SECOND SCENARIO : When do we go from thinking "He's lucky!" to "He's good!"?

Since you deal with probabilities, any number of results could be explained by luck. The most general way to sort this out is to compute what would be the odds of such a result happening by pure luck. The statistical approach is to choose a metric (here the success rate is pretty easy to choose), and then to compute the probability of the hypothesis "the result is due to luck". This probability is the p-value. Below a certain treshold, you will state the result is due to skills.

In the case of a coinflip, you would look at the probability that the guy lands all these heads with a 1/2 probability of landing heads.

The p-value is widely used, with varying values that depend on how sure you want to be not to select false positives.

Because that's the trick : Whatever your method of selecting "truly good" coinflippers is, you will always be wrong some times. What's even worse is that if you want to know your actual probability to be wrong, you need to make extra asumptions, because to do this (by using bayesian inference), you need to the actual probability of your hypothesis to be true.

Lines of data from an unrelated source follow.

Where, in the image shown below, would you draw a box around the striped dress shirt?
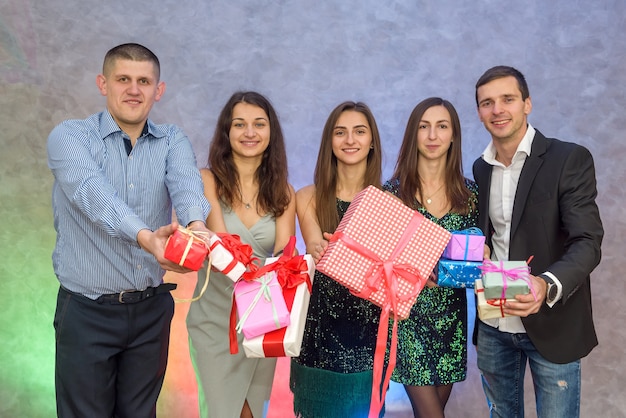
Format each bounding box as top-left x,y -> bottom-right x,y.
48,111 -> 210,299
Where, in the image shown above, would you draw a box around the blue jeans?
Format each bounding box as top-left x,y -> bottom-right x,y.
477,321 -> 580,418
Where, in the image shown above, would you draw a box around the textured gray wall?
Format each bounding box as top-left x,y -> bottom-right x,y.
0,0 -> 626,416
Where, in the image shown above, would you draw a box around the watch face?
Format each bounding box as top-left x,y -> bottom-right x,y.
548,283 -> 558,301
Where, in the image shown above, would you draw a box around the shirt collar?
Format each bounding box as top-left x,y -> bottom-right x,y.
482,123 -> 535,165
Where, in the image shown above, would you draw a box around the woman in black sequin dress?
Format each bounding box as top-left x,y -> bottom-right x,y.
290,102 -> 382,418
383,98 -> 478,418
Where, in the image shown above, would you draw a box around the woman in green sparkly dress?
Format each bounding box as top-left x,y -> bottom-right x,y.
290,102 -> 382,418
383,98 -> 478,418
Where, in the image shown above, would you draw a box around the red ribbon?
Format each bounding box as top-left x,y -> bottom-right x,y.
329,212 -> 426,418
217,232 -> 259,271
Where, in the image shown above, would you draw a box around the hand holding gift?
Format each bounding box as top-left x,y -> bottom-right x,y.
163,226 -> 209,271
243,237 -> 315,357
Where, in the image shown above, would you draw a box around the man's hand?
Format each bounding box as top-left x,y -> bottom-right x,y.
504,275 -> 548,317
137,221 -> 212,273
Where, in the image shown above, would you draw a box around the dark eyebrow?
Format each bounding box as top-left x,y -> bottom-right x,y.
333,125 -> 369,129
233,117 -> 268,122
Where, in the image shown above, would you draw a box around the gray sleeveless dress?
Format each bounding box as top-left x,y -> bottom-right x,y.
187,207 -> 276,418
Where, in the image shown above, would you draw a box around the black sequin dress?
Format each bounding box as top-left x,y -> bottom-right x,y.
383,179 -> 478,386
290,199 -> 382,418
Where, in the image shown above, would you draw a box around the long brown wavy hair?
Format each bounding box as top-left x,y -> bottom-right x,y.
313,101 -> 382,232
208,91 -> 290,217
393,97 -> 473,215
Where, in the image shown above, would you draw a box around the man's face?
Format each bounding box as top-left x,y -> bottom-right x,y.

You can increase as much as you want your ability to find "truly good" coinflippers from "lucky frauds", but you cannot know how likely your guy is to be in the first group (which is the question you want to answer), unless you assume the actual repartition of people between the two groups. p-value only gives you the probability for you to be wrong in the case the contestant is a fraud. If you already knew how many skilled coinflippers there were and how their skill is distributed, you wouldn't be holding this giant coinflipping contest.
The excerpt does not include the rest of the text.